Georgia's bye week came at a good time, in other words. The Dawgs are healthier now, though star running back Nick Chubb is gone for the season. Star linebacker Jordan Jenkins is expected back, and the defense should be close to full-strength.
Florida has an understandable edge, but the advantage isn't immense, and this rivalry has frequently played against the odds. (Last year's win by a mediocre Florida over a nearly elite UGA is a clear example.) A Georgia win wouldn't provide the Dawgs with as definitive an advantage. The Dawgs would still have to win at Auburn in another rivalry game to take the East.
Still, the winner in Jacksonville is the clear division favorite.

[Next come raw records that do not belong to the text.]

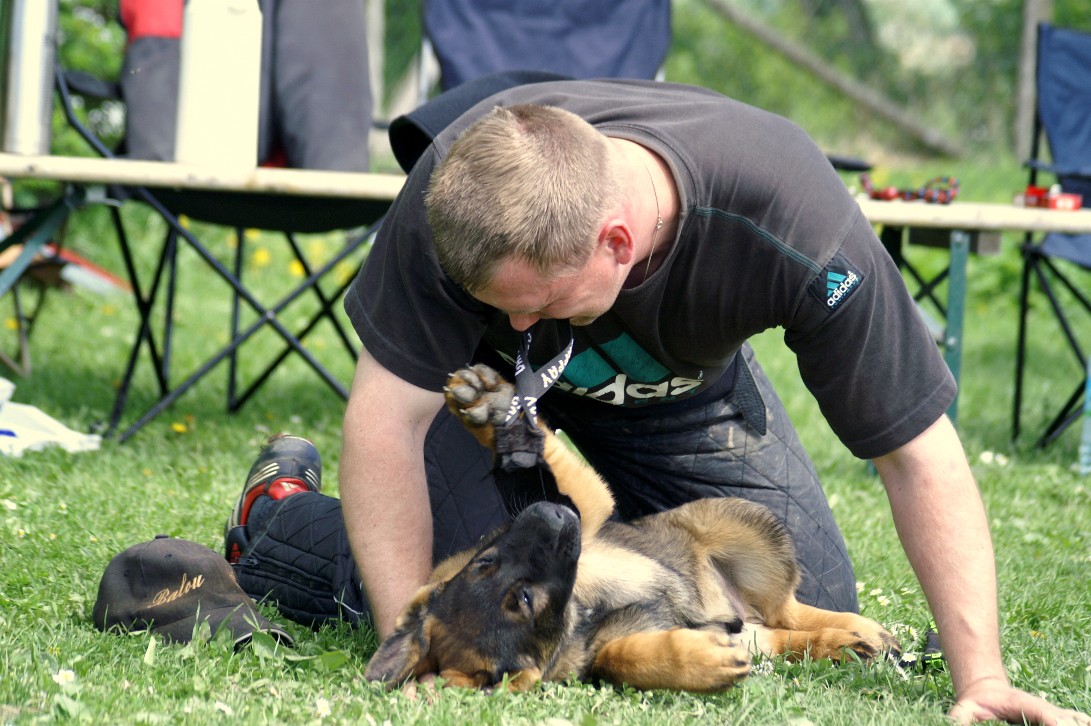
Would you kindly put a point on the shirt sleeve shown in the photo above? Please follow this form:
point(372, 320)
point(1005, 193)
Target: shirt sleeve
point(864, 350)
point(410, 317)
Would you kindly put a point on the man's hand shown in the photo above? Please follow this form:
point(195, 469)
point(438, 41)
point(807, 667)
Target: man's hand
point(996, 700)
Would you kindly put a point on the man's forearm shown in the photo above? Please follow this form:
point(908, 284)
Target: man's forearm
point(383, 489)
point(943, 526)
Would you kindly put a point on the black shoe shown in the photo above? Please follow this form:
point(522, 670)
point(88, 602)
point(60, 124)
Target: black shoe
point(286, 465)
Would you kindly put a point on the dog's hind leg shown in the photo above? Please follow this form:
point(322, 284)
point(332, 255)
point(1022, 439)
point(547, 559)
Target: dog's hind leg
point(799, 629)
point(683, 659)
point(481, 399)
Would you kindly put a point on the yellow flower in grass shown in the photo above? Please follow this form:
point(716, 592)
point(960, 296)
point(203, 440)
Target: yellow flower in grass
point(318, 249)
point(261, 258)
point(64, 677)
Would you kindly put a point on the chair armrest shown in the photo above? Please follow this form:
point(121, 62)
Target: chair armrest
point(92, 86)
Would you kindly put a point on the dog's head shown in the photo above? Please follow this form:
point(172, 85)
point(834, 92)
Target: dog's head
point(504, 613)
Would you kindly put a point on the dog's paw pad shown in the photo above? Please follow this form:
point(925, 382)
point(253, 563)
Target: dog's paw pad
point(479, 395)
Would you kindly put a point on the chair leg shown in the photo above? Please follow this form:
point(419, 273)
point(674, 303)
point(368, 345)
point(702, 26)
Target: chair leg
point(1021, 342)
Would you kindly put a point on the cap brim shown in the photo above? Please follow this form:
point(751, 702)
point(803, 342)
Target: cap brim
point(241, 620)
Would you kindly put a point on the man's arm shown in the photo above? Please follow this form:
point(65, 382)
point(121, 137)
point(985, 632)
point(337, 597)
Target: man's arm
point(383, 489)
point(942, 523)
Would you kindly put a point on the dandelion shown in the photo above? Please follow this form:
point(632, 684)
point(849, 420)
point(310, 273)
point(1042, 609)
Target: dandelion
point(261, 258)
point(64, 677)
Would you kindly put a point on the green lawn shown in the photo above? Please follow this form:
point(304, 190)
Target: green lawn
point(62, 516)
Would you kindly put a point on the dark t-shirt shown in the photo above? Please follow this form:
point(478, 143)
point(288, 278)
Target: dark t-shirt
point(768, 237)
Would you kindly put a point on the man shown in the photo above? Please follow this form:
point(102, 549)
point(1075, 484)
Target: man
point(657, 227)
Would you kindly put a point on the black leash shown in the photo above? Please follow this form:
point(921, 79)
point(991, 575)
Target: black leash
point(522, 474)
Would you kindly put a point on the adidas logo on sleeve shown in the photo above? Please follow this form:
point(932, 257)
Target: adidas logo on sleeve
point(836, 283)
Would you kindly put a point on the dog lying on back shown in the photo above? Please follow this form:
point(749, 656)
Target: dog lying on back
point(680, 599)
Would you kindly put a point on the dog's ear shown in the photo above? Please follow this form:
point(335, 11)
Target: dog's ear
point(404, 653)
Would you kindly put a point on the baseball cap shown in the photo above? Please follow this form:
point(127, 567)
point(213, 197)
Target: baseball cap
point(168, 585)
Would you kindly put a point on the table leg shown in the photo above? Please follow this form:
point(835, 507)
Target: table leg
point(956, 310)
point(1086, 436)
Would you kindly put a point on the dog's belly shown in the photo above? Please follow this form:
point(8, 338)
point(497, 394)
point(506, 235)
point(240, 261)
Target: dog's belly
point(613, 575)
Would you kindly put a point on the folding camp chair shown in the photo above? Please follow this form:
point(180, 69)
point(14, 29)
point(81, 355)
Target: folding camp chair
point(1060, 263)
point(284, 213)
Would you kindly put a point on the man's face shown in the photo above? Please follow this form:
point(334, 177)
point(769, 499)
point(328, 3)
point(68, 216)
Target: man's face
point(580, 296)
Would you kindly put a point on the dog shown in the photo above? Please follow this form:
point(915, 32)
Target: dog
point(682, 599)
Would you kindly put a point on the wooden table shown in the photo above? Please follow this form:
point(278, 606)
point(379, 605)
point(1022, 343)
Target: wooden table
point(961, 227)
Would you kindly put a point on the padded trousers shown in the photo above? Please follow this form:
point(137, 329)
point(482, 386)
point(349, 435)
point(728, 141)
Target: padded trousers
point(299, 555)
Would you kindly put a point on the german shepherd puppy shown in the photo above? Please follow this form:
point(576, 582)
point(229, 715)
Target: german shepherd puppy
point(680, 599)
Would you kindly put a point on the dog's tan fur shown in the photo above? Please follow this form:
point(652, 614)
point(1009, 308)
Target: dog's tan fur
point(682, 599)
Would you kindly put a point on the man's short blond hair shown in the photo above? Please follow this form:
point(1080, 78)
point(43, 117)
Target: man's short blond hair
point(531, 182)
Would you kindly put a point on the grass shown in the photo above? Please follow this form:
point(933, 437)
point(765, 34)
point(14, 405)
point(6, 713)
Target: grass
point(62, 516)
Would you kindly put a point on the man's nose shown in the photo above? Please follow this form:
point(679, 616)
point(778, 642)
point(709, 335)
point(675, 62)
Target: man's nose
point(523, 320)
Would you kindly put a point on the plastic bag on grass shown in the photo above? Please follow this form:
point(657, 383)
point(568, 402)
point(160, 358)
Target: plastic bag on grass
point(26, 428)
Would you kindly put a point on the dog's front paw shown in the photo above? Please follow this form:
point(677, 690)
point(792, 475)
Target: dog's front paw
point(480, 399)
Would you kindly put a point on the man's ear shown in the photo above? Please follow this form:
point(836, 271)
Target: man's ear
point(615, 237)
point(404, 653)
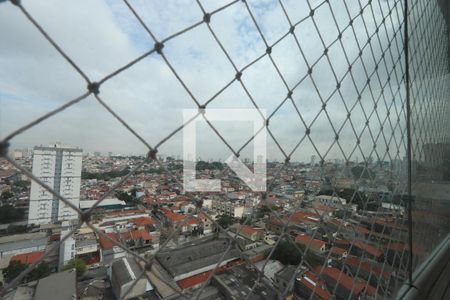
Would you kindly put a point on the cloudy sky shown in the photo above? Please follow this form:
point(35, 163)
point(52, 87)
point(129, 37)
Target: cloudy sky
point(102, 36)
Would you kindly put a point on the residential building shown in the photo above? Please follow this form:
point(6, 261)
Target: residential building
point(61, 286)
point(22, 243)
point(60, 168)
point(123, 273)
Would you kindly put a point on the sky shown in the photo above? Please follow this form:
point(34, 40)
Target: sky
point(102, 36)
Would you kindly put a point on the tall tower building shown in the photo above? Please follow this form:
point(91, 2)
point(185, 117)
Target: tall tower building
point(60, 168)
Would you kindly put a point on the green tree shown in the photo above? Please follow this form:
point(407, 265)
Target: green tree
point(6, 195)
point(121, 195)
point(78, 264)
point(287, 253)
point(9, 213)
point(225, 221)
point(13, 270)
point(41, 271)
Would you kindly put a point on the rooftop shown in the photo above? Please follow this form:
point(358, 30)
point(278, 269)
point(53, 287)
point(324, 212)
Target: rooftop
point(61, 286)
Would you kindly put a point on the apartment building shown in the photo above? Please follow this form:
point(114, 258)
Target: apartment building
point(60, 168)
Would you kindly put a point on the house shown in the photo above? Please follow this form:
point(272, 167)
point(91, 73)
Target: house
point(191, 260)
point(308, 285)
point(108, 250)
point(61, 286)
point(28, 258)
point(360, 248)
point(237, 283)
point(22, 243)
point(338, 253)
point(251, 233)
point(123, 274)
point(345, 287)
point(377, 274)
point(313, 244)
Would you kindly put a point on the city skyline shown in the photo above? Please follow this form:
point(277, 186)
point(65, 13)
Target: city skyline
point(161, 99)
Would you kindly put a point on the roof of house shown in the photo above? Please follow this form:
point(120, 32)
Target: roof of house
point(28, 258)
point(193, 280)
point(247, 230)
point(309, 280)
point(193, 257)
point(308, 240)
point(368, 248)
point(61, 286)
point(143, 221)
point(106, 243)
point(344, 280)
point(367, 266)
point(136, 234)
point(174, 217)
point(337, 250)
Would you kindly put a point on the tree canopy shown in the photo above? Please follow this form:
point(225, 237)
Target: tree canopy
point(78, 264)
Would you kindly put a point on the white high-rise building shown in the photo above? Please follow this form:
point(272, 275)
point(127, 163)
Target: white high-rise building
point(60, 168)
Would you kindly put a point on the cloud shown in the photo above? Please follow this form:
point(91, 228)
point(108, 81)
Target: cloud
point(101, 36)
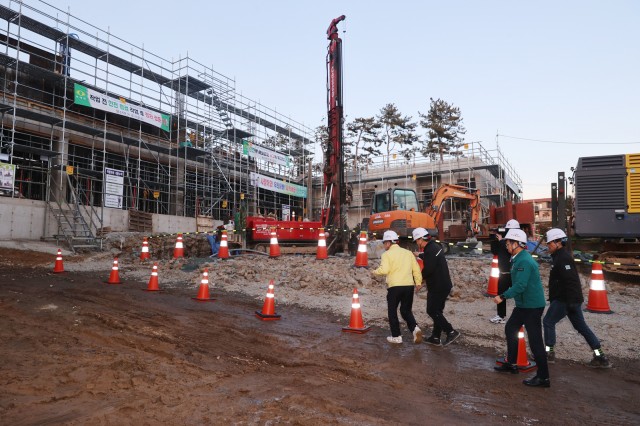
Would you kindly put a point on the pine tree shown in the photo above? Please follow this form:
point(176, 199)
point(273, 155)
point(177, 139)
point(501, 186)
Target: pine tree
point(444, 130)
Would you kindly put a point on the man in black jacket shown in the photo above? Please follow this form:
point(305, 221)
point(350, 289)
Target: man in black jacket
point(499, 248)
point(565, 297)
point(436, 275)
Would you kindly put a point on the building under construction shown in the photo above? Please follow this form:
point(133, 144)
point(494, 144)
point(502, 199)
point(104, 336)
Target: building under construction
point(100, 134)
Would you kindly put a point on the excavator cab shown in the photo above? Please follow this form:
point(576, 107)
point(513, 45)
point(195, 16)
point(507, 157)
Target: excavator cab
point(395, 199)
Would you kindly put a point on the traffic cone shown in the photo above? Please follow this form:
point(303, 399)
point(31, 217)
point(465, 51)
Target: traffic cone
point(598, 302)
point(153, 281)
point(144, 253)
point(522, 362)
point(114, 277)
point(203, 291)
point(356, 325)
point(321, 253)
point(274, 247)
point(223, 251)
point(178, 251)
point(59, 266)
point(268, 309)
point(362, 261)
point(492, 288)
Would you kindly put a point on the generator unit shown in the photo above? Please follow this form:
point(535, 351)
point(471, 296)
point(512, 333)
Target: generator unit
point(607, 197)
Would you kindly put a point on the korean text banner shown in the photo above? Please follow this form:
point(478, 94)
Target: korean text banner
point(91, 98)
point(265, 154)
point(265, 182)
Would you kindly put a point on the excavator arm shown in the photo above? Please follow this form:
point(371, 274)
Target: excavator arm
point(447, 192)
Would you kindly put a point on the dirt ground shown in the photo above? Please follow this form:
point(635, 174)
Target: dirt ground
point(79, 351)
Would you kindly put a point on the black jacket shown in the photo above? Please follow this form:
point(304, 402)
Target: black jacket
point(564, 281)
point(436, 270)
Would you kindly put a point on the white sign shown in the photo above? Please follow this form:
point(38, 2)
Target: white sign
point(286, 212)
point(113, 188)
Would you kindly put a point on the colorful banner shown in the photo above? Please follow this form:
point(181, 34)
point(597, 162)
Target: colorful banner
point(265, 154)
point(93, 99)
point(7, 176)
point(265, 182)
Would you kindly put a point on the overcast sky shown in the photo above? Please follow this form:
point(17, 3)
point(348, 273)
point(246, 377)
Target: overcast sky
point(563, 72)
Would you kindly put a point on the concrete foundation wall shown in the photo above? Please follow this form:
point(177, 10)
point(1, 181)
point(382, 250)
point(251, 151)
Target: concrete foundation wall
point(21, 219)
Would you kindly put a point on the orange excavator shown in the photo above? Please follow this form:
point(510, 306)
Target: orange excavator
point(398, 209)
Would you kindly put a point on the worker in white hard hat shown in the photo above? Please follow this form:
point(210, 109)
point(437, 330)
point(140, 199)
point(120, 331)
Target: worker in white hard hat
point(565, 297)
point(499, 248)
point(528, 294)
point(438, 280)
point(403, 278)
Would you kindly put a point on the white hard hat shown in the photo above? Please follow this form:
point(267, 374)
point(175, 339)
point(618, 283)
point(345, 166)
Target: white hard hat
point(555, 234)
point(390, 236)
point(419, 233)
point(516, 235)
point(512, 224)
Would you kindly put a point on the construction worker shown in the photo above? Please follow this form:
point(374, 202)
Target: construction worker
point(403, 276)
point(499, 248)
point(436, 275)
point(528, 294)
point(565, 297)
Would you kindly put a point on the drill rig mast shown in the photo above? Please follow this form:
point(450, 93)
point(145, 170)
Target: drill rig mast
point(334, 205)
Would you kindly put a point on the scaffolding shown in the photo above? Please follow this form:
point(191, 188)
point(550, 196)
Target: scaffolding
point(77, 100)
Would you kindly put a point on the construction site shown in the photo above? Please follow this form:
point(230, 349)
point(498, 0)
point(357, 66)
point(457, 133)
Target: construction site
point(150, 210)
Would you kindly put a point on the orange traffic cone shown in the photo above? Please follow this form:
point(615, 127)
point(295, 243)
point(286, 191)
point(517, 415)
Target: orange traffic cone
point(223, 251)
point(268, 309)
point(361, 256)
point(321, 253)
point(59, 266)
point(598, 302)
point(522, 362)
point(144, 253)
point(153, 281)
point(178, 251)
point(114, 277)
point(492, 288)
point(203, 291)
point(274, 247)
point(356, 325)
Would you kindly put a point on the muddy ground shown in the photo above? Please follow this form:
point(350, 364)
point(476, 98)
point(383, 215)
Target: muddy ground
point(78, 351)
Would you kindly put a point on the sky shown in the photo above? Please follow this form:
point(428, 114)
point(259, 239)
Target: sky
point(546, 81)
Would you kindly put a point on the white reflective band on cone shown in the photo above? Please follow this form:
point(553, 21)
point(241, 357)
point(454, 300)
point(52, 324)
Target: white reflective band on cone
point(597, 285)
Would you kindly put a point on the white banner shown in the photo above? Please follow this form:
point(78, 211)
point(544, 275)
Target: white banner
point(266, 154)
point(276, 185)
point(113, 188)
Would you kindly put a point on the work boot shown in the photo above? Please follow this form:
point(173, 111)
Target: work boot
point(551, 357)
point(433, 340)
point(536, 381)
point(417, 335)
point(507, 367)
point(451, 336)
point(600, 361)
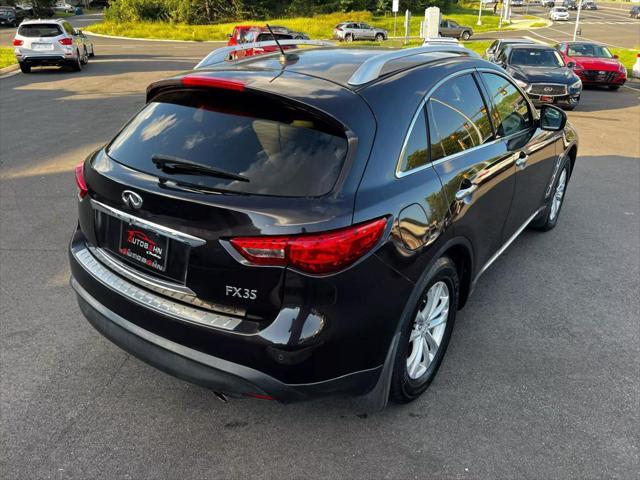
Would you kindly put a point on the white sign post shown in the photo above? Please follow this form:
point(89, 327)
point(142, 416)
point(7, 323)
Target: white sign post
point(394, 8)
point(575, 30)
point(431, 27)
point(407, 25)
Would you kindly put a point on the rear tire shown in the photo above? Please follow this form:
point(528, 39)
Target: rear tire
point(551, 214)
point(421, 348)
point(77, 65)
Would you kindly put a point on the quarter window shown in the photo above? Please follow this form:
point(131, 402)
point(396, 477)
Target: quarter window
point(416, 151)
point(458, 118)
point(511, 111)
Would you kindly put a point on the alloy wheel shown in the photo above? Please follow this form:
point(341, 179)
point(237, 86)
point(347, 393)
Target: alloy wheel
point(428, 329)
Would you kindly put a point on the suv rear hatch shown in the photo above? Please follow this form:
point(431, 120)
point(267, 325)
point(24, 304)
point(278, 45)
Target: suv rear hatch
point(213, 158)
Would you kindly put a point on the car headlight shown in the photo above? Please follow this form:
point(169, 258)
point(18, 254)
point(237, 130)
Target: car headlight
point(521, 84)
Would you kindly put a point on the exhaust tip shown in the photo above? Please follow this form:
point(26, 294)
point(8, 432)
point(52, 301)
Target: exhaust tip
point(221, 396)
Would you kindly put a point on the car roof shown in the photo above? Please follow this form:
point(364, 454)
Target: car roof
point(337, 65)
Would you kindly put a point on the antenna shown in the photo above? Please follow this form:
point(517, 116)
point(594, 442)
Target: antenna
point(284, 58)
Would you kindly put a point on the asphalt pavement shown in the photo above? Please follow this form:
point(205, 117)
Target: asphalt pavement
point(540, 380)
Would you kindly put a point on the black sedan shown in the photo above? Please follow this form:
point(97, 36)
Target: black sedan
point(541, 72)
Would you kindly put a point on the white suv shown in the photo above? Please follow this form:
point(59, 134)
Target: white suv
point(51, 42)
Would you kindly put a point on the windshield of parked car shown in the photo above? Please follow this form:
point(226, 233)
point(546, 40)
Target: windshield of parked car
point(588, 50)
point(40, 30)
point(281, 150)
point(536, 57)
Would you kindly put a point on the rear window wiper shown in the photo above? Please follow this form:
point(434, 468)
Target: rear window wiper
point(171, 164)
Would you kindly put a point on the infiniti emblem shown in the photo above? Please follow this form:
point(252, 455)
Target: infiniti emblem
point(131, 199)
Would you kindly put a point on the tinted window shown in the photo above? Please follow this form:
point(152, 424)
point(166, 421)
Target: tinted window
point(511, 114)
point(416, 152)
point(458, 118)
point(40, 30)
point(282, 150)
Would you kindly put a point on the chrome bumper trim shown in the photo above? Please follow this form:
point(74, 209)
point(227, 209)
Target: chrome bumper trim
point(159, 304)
point(161, 229)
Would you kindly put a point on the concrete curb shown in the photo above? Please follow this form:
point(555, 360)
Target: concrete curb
point(93, 34)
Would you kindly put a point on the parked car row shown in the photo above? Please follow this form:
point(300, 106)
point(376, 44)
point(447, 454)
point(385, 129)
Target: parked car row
point(557, 74)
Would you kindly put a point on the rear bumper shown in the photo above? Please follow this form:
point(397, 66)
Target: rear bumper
point(205, 370)
point(339, 358)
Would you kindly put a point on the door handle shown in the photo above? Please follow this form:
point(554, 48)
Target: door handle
point(465, 192)
point(521, 161)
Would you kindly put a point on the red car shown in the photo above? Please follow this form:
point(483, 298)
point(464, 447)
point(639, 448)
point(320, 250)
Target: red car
point(594, 64)
point(251, 34)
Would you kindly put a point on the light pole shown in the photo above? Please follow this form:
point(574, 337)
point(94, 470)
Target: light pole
point(575, 30)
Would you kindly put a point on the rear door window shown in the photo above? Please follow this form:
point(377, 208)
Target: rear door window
point(283, 150)
point(40, 30)
point(458, 118)
point(510, 109)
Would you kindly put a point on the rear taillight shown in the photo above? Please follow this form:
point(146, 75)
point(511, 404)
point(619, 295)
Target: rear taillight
point(318, 254)
point(80, 183)
point(212, 82)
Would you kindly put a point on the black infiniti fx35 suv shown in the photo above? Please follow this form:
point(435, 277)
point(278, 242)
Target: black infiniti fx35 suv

On this week's Podcast Ain't Played Nobody, Steven Godfrey pointed out that Ole Miss doesn't make a habit of winning in Auburn. The Rebels have lost in their last five trips to the Plains by an average score of 30-14.
Of course, those losses could be explained by noting that Auburn is usually a better team. That isn't the case this year. Even with injuries and the recent loss to Memphis, the Rebels have proved far more than Gus Malzahn's Tigers, and they are given an 81 percent chance of winning this weekend.
An Auburn upset would turn a two-game SEC West schedule into just one game. But if Ole Miss pulls it out, then two LSU road trips will tell the tale.
We'll be talking just a little bit about LSU-Alabama next week. As you see here, the numbers give the Crimson Tide the edge, but Alabama's offensive deficiencies make that far from certain. If LSU wins, then the Tigers are very much in control of their own destiny.
Even with a loss at Ole Miss, they would also have to lose to either Arkansas or Texas A&M at home to make the West a race again. Even with a loss at Ole Miss, they could still hope for the Rebels to lose at Mississippi State. [Edited for clarity.]
But if Alabama wins, we've got ourselves an interesting secondary battle. Ole Miss' dominant performance against Texas A&M was encouraging, and wins over Auburn and Arkansas over the next two weeks would set up a major Week 12 donnybrook between the Rebels and Bayou Bengals. If Ole Miss were to win, the Rebels would need only* a win over Mississippi State to secure the West title. If LSU wins, then the Tigers would need Alabama to lose at either MSU or Auburn.
*I don't mean to use "only" as if it would be a foregone conclusion. The game is in Starkville, and the odds consider it a virtual tossup. Come to think of it, MSU is going to have a pretty significant role in this division race. If the Bulldogs win out, they have a shot at the division, but winning out would require a 4-0 finish that S&P+ considers only about a 6 percent possibility. Those are about the same odds as rolling two dice and ending up with 11.